В лес я теперь почти не хожу, особенно одна. Там мне делается как-то тоскливо. Раньше я любила лес. Там было мое тайное убежище. А теперь, оказываясь среди деревьев, я то и дело озираюсь — мне кажется, что кто-то за мной крадется. Глупо, наверное. После всех событий мама спросила нас с Беном, не хотим ли мы переехать в центр городка, подальше от леса. Мы хором ответили: «Нет». Наш дом — это наш дом, и в нем больше хороших воспоминаний, чем плохих. Мама улыбнулась; я обрадовалась, что мы сумели поднять ей настроение. Сама она до сих пор любит лес; они с Луисом довольно часто ходят туда гулять. Я спросила ее, боялась ли она когда-нибудь в лесу, было ли ей страшно. Она ответила: нет, лес въелся ей в плоть и кровь. Нельзя бояться того места, где тебе хорошо.
— Лес вернул мне тебя, — сказала она.
Я кивнула. Может быть, когда-нибудь я снова полюблю наш лес, но сейчас мне в нем не по себе.
Я до сих пор хожу к доктору Келсинг, психиатру, с которой я познакомилась в больнице; приятно поговорить с человеком, который не имеет отношения к той страшной истории. Доктор Келсинг не считает меня сумасшедшей. Она говорит, что в тот день я показала себя очень смелой и очень сильной. Не знаю, правда ли это, но хотелось бы думать, что да.

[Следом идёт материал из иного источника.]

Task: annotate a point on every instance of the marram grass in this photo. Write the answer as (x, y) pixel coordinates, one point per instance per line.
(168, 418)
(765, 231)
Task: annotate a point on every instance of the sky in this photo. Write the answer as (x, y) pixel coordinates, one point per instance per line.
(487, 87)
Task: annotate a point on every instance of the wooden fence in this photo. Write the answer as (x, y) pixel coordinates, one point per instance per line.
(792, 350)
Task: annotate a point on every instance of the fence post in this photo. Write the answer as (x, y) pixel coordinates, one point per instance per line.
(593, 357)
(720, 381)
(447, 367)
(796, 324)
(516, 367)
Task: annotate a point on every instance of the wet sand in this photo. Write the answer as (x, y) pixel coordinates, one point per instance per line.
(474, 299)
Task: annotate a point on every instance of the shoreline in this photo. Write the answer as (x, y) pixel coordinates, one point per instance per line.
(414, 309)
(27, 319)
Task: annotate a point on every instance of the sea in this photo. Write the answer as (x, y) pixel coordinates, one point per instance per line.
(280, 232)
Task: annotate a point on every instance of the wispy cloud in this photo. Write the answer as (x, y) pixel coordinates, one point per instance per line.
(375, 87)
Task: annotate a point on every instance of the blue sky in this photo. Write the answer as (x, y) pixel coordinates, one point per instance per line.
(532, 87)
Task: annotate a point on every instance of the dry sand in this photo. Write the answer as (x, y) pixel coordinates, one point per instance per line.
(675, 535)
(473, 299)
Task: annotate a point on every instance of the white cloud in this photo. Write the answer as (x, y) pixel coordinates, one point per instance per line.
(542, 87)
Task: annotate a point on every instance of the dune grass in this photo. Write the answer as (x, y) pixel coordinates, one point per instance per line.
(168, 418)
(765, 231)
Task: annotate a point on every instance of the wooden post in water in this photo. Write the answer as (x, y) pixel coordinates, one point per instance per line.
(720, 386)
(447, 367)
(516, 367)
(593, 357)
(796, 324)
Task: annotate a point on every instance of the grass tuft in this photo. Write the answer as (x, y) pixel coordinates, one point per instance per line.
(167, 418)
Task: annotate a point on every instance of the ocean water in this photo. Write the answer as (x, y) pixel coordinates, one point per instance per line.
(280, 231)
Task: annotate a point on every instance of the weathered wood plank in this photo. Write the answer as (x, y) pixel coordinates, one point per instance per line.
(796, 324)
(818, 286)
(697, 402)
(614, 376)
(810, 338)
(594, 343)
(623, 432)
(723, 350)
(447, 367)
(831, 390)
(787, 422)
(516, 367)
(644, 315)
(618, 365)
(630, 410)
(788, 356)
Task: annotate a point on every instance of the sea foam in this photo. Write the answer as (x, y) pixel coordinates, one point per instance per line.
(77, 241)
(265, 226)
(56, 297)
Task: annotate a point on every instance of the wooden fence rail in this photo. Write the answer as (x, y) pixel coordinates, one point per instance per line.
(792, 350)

До перехода в среднюю школу я продолжала ходить на занятия к мистеру Уилсону. Около года назад кто-то сказал мне, что в тот день, когда мы с Петрой пропали, мистера Уилсона тоже подозревали в нехорошем и даже допрашивали в полиции. Представляю, как ему было неприятно. И все же мне он ни о чем не сказал. Я по-прежнему ходила к нему раз в неделю и до сих пор иногда пишу в красивых тетрадях, которые он мне тогда дарил. В нашу последнюю встречу мы сидели за круглым столом, и он спросил, о чем мне хотелось бы поговорить. Я пожала плечами, и тогда он подошел к старому серому шкафчику. Мистер Уилсон по-прежнему казался мне невероятно высоким, хотя с нашей первой встречи прошло несколько лет и я выросла на целую голову. Он принес пять тетрадей в черных обложках, заполненных моими каракулями и рисунками. Тогда я рассказала ему свой сон, который видела в тот день в лесу. Сон, в котором я летела по воздуху и все пытались дотянуться до меня, стараясь спустить меня на землю. Там был и он с моей тетрадью в руках; он на что-то в ней показывал. Я еще все время гадала, на что он показывает. Тогда мистер Уилсон выбрал самую первую тетрадь, которую я изрисовала сплошь, от корки до корки, и протянул мне.